Whether you run a large hospital, a mid-sized medical facility, or a single-provider practice, you will find that slow-paying patients will be everywhere and can be a great source of frustration in the healthcare accounts receivable world. In addition to managing slow-paying patients, dealing with patients whose medical debts are unpaid can be even more frustrating because you are unable to contact them for payment. Incorrect or missing demographic information in patient accounts are called skips and often impede the collections process from moving forward. Healthcare organizations facing this problem should consider the benefits of skiptracing – a process that locates missing information on a patient who has either skipped out on their obligation or simply cannot be located.

Often times when bad addresses and disconnected phone numbers show up on patient accounts, it can seem nearly impossible for patient account representatives to communicate with patients. Due to this common occurrence in the medical industry, skiptracing has become a fundamental resource in revenue cycle management.
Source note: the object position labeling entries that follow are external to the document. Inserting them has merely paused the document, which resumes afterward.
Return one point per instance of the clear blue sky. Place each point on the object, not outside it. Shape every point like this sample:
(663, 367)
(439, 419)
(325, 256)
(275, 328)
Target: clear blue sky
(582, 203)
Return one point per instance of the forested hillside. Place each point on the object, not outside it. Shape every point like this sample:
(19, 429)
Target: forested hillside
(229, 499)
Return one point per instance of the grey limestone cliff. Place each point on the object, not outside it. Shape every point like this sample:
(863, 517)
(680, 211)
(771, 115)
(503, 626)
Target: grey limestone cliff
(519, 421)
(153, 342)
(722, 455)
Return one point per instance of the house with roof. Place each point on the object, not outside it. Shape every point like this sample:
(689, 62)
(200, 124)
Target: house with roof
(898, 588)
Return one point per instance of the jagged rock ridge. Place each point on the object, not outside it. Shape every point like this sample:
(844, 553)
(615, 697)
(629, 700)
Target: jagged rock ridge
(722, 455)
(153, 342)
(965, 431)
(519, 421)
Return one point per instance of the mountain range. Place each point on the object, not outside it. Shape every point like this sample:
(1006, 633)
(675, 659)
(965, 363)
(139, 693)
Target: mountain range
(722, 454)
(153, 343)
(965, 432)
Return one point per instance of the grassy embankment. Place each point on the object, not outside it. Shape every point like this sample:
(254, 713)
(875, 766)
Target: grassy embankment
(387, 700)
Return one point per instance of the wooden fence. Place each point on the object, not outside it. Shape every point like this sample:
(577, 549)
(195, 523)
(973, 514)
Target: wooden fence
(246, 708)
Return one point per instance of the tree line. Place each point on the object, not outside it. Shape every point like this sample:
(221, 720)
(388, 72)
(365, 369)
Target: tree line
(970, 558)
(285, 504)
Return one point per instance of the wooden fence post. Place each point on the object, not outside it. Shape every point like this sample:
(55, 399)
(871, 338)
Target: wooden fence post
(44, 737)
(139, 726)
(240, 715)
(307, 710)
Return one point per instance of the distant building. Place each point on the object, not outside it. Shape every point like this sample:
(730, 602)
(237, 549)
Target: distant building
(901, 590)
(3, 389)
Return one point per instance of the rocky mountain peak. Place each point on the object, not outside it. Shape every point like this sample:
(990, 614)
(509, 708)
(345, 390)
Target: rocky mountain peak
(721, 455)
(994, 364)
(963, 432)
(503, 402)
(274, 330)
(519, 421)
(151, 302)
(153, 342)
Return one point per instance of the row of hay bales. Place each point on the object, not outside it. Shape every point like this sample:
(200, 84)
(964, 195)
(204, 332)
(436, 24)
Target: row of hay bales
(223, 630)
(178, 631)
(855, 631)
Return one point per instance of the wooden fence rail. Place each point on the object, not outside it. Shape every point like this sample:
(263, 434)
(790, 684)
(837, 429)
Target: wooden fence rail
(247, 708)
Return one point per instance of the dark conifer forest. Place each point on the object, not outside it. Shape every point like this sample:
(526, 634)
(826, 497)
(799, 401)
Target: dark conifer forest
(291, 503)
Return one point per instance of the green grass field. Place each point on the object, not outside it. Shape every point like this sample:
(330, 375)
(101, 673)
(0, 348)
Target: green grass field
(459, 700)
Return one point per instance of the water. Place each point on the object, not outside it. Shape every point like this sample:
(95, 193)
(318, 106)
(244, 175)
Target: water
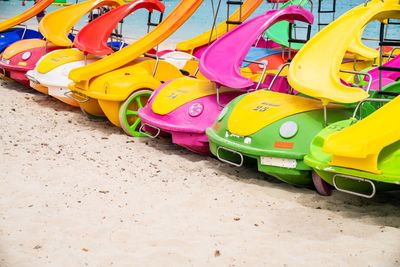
(135, 24)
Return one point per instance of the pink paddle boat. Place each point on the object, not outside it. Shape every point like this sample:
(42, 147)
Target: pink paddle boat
(57, 29)
(186, 107)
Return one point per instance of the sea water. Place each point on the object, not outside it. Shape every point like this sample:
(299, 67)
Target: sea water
(135, 25)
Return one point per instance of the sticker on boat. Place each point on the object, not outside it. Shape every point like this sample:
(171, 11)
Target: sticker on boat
(279, 162)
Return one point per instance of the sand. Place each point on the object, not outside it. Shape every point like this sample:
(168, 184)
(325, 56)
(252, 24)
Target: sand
(80, 193)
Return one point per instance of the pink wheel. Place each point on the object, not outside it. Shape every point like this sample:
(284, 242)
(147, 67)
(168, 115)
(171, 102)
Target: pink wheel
(322, 187)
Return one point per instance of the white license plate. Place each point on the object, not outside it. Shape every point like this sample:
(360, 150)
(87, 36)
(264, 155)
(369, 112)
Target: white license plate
(279, 162)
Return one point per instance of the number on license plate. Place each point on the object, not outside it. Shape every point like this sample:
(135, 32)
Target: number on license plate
(279, 162)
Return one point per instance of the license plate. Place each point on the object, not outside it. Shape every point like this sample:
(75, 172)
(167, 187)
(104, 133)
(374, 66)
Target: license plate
(279, 162)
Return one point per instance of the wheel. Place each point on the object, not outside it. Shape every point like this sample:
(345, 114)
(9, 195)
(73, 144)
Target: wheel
(93, 117)
(128, 112)
(322, 187)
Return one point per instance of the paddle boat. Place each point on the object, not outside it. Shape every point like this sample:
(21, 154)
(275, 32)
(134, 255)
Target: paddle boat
(11, 30)
(363, 166)
(360, 166)
(185, 107)
(116, 86)
(22, 56)
(93, 42)
(276, 129)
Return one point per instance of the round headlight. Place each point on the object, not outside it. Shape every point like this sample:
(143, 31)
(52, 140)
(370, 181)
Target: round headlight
(223, 113)
(288, 129)
(196, 109)
(26, 55)
(151, 96)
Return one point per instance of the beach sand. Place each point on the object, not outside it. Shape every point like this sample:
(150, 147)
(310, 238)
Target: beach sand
(80, 193)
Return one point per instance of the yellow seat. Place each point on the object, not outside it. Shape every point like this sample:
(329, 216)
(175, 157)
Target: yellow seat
(182, 91)
(314, 71)
(261, 108)
(359, 145)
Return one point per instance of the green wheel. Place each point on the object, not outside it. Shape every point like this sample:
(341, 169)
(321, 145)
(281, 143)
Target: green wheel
(93, 117)
(128, 112)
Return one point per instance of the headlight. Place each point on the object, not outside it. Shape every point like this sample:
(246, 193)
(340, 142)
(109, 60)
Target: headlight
(196, 109)
(26, 55)
(223, 113)
(288, 129)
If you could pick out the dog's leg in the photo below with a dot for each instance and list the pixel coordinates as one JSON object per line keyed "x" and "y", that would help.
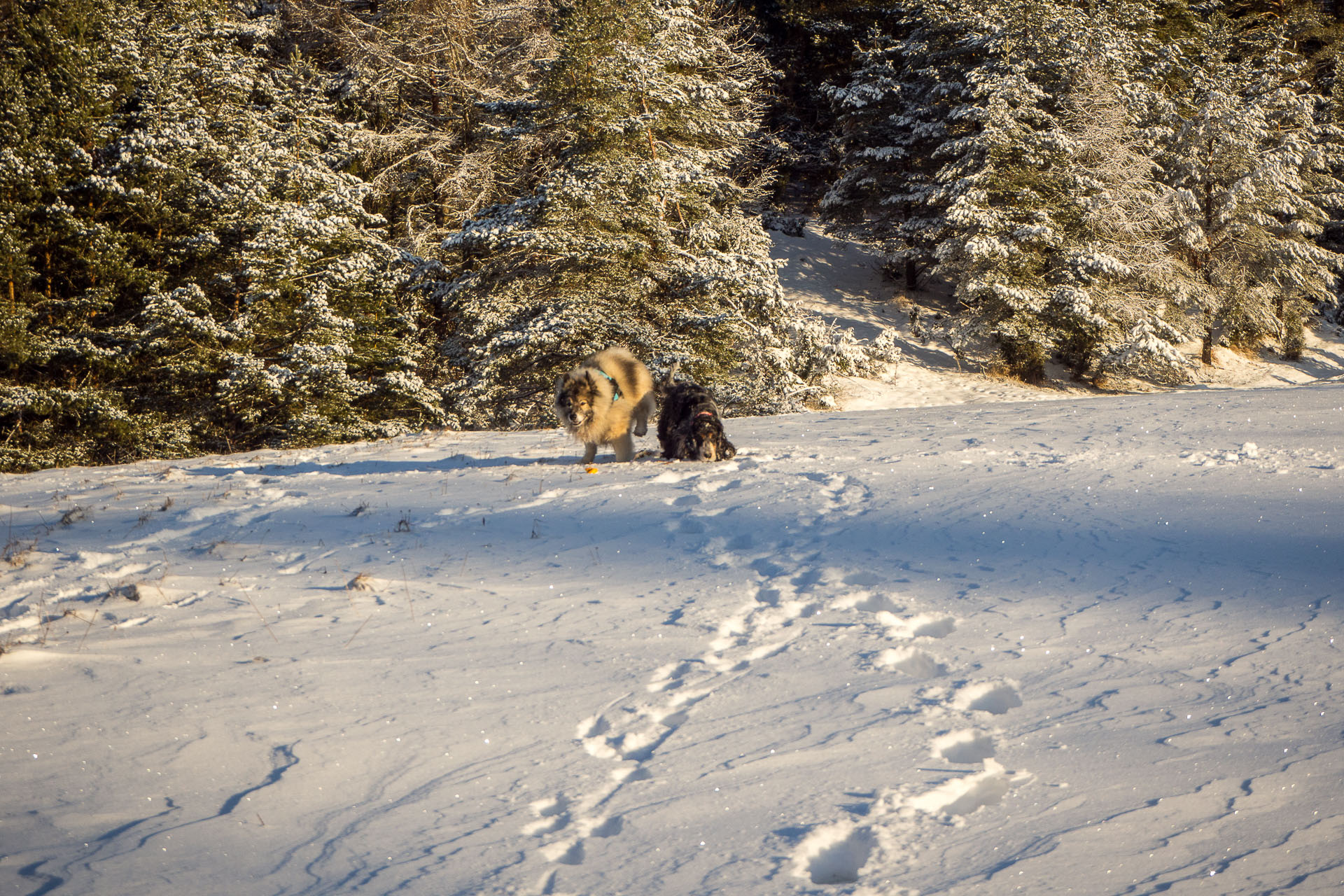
{"x": 641, "y": 414}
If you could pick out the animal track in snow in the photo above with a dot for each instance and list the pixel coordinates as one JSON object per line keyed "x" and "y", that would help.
{"x": 835, "y": 853}
{"x": 925, "y": 625}
{"x": 552, "y": 816}
{"x": 964, "y": 796}
{"x": 964, "y": 747}
{"x": 995, "y": 697}
{"x": 914, "y": 663}
{"x": 869, "y": 602}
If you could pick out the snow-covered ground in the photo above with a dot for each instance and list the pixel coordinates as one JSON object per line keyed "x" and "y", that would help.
{"x": 977, "y": 647}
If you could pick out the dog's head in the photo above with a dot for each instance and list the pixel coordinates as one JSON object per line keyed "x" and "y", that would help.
{"x": 707, "y": 440}
{"x": 575, "y": 398}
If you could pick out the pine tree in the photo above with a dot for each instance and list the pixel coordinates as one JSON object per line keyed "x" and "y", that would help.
{"x": 636, "y": 235}
{"x": 1003, "y": 183}
{"x": 222, "y": 285}
{"x": 892, "y": 115}
{"x": 70, "y": 280}
{"x": 1253, "y": 160}
{"x": 1113, "y": 296}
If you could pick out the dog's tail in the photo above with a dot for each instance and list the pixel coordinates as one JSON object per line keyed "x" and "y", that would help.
{"x": 667, "y": 381}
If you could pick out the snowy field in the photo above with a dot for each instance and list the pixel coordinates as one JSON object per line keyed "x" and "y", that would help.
{"x": 958, "y": 637}
{"x": 1077, "y": 647}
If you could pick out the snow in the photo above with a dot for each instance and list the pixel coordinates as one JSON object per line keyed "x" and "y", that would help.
{"x": 976, "y": 640}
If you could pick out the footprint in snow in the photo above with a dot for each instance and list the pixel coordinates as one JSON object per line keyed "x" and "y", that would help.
{"x": 964, "y": 747}
{"x": 835, "y": 853}
{"x": 995, "y": 697}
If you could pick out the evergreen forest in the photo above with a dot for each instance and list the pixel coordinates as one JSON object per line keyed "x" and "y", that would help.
{"x": 232, "y": 225}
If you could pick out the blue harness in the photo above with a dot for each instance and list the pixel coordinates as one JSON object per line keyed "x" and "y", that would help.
{"x": 616, "y": 390}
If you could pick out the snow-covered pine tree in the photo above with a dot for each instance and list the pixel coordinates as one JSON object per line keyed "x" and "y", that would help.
{"x": 1113, "y": 296}
{"x": 891, "y": 115}
{"x": 70, "y": 277}
{"x": 1253, "y": 159}
{"x": 222, "y": 285}
{"x": 1003, "y": 182}
{"x": 636, "y": 235}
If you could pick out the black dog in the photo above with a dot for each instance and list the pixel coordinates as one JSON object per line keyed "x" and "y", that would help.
{"x": 689, "y": 425}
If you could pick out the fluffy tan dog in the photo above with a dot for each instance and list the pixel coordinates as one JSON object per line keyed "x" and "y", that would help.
{"x": 598, "y": 399}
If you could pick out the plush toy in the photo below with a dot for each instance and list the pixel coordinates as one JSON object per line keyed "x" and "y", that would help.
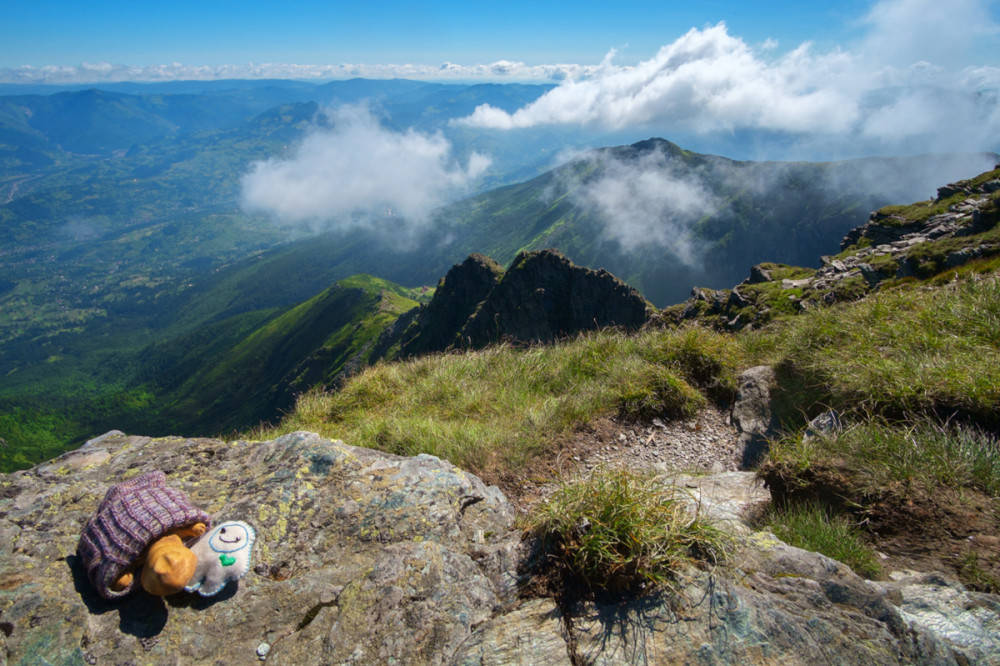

Skiptracing involves using basic demographic information in the patient’s file, such as Social Security number, date of birth, driver’s license number, spousal information, former addresses and employment to search through public records, online directory assistance databases, and national change of address databases. The goal is to find missing or erroneous patient information to help medical practices in the debt collection process.

Many employees at medical practices and healthcare facilities have had the experience of calling a patient and hearing a recording that says the dialed number is no longer in service. Similarly, healthcare facilities receive numerous returned letters each month, either because the patient has moved or there was a typo or misprint in the mailing address. By utilizing skiptracing resources your practice’s healthcare accounts receivable reps will be able to locate patients’ missing information, which will ultimately lead to an increase in revenue and a more efficient collection process.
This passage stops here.